Review

  • Warning: Spoilers
    Roman Polanski and his screenwriter in this film, Gerard Brach, were said to be enamored of theater of the absurd during their sojourn in Paris in the mid-60s, and wished to make a cinematic version of the then prevailing absurdist drama. It's been reported that they asked Samuel Becket, of "Waiting for Godot" fame, if they could film one of his absurdist dramas, particularly Godot, but he refused saying that his plays were meant for the stage, and only the stage. So Brach and Polanski decided to write their own absurdist film script and wrote "Cul-De-Sac" while in France, but could find no financial backing which they later sought in England. Financial support was also difficult to find in England but their success with Repulsion (1965), a psychological-horror film, made financing available for Cul-De-Sac, which was the film they wanted to make all along. In an interview in 1970 (before Chinatown), Polanski called it "my best film. I always loved it. I always believed in it. It is real cinema."

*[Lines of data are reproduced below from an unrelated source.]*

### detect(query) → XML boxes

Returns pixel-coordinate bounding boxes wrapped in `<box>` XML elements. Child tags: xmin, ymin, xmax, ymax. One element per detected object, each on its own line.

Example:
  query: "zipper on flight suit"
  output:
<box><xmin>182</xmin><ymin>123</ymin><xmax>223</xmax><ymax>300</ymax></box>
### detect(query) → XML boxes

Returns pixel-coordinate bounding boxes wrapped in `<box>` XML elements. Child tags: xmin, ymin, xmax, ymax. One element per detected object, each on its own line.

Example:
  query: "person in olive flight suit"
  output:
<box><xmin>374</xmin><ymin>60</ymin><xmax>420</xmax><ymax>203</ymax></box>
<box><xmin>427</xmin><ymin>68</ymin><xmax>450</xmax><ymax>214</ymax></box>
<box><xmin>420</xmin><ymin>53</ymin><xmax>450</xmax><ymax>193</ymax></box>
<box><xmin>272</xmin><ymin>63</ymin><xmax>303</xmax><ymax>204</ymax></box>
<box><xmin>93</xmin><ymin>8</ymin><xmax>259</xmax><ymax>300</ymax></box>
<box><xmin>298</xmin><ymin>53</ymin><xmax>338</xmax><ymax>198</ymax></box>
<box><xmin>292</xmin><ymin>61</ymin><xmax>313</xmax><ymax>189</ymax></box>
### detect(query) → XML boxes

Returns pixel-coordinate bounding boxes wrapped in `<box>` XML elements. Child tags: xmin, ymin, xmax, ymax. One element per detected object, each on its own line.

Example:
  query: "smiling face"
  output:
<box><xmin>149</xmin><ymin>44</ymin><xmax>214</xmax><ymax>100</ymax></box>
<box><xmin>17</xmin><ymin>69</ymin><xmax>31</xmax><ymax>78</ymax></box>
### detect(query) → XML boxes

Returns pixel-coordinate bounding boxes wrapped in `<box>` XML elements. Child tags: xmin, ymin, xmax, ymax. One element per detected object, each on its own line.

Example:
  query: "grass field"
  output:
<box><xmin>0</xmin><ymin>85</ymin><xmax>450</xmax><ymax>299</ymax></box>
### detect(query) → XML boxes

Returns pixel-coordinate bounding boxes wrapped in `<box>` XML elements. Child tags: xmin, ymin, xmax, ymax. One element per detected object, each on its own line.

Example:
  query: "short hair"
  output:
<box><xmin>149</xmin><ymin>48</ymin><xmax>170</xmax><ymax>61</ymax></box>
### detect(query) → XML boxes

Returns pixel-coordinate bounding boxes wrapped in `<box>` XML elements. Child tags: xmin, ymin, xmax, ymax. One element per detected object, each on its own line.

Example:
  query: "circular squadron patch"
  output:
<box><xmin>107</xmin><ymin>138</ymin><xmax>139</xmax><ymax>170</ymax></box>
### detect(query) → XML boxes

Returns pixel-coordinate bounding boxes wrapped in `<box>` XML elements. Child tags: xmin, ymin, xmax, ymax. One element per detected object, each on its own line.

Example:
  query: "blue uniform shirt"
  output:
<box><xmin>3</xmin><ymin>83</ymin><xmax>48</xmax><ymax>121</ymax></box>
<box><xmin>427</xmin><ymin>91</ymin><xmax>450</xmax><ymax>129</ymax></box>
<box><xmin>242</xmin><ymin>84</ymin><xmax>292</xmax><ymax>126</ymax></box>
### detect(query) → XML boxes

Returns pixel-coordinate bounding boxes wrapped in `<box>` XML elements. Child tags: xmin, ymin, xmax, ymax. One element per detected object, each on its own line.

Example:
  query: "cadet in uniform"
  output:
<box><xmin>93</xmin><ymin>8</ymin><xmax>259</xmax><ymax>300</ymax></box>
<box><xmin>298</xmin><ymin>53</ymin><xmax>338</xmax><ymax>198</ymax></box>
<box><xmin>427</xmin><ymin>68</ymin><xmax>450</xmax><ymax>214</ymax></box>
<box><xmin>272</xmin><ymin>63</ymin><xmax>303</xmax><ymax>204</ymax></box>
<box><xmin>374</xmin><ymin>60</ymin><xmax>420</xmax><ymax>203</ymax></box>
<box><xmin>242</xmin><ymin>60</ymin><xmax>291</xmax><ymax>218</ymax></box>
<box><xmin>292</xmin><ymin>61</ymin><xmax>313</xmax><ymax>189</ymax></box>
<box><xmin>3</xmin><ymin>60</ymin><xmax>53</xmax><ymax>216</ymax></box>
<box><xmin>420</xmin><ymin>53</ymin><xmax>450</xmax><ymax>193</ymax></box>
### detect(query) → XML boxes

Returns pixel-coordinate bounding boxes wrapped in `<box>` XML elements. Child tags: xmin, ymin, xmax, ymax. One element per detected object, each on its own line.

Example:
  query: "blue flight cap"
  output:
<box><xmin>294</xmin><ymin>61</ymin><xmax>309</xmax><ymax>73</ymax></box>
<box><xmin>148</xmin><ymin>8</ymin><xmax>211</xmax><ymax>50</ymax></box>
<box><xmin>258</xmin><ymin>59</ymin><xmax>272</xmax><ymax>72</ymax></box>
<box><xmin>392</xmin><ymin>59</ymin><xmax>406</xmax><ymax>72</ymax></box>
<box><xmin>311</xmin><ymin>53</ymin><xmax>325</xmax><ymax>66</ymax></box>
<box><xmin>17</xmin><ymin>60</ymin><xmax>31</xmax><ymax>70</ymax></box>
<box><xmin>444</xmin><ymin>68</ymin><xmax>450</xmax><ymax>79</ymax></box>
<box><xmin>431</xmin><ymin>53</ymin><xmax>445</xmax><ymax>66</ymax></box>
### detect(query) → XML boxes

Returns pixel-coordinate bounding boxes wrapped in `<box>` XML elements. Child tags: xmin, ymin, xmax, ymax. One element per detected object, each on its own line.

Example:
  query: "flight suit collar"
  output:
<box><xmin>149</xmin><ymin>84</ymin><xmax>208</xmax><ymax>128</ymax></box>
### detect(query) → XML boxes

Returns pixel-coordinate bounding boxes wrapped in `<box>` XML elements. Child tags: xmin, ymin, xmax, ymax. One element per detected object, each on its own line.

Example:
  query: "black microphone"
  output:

    What it is is "absurdist" cinema that simultaneously, and not separately, combines melodrama and comedy, where two dim-witted, small-time gangsters confront a sadomasochistic couple in a Gothic, horror-like setting. The two criminals, trying to get away from a job they botched for the mysterious Mr. Katelbach, lose their auto on the causeway to a medieval castle on a island just off the Northumberland coast in England, and as the tide comes in, they find themselves trapped on the island with the couple who live in the foreboding castle, or rather the couple finds themselves trapped with the hoods. And so begins the wait for the rescue by Ketelbach who is sure to turn up and rescue these dim-wits from the authorities who are surely on their tail. The owner, George, is older than his wife, somewhat effete and scared, and scorned by his wife, who's sexually flirtatious; the two hoods have been shot, one is dying, and the other (Dickie) uses towels as a bandage and becomes increasingly abusive, albeit in a comical way. The actions and dialogue of the four often make no sense, but there's some macabre humor when the castle receives visitors and the couple, afraid of revealing Dickie to be who he is, use him as their butler, but the rough hood's manners, movements, and speech indicate he's never worked at Downton Abbey. In the end, one of the characters dies, one is shot, one goes crazy, and one goes off with an apparent new lover, but has Ketelbach shown up?

    Technically, this is a well-shot film, as you might expect from a Polanski film, but I don't believe absurdist drama is perfectly made for film. I believe absurdist drama is more suitable for the stage where dialogue is everything, but I'm sure some readers can cite examples that can refute my assertion. In any event, the weird humor might have been more compelling in the 1960s than I found it in 2015.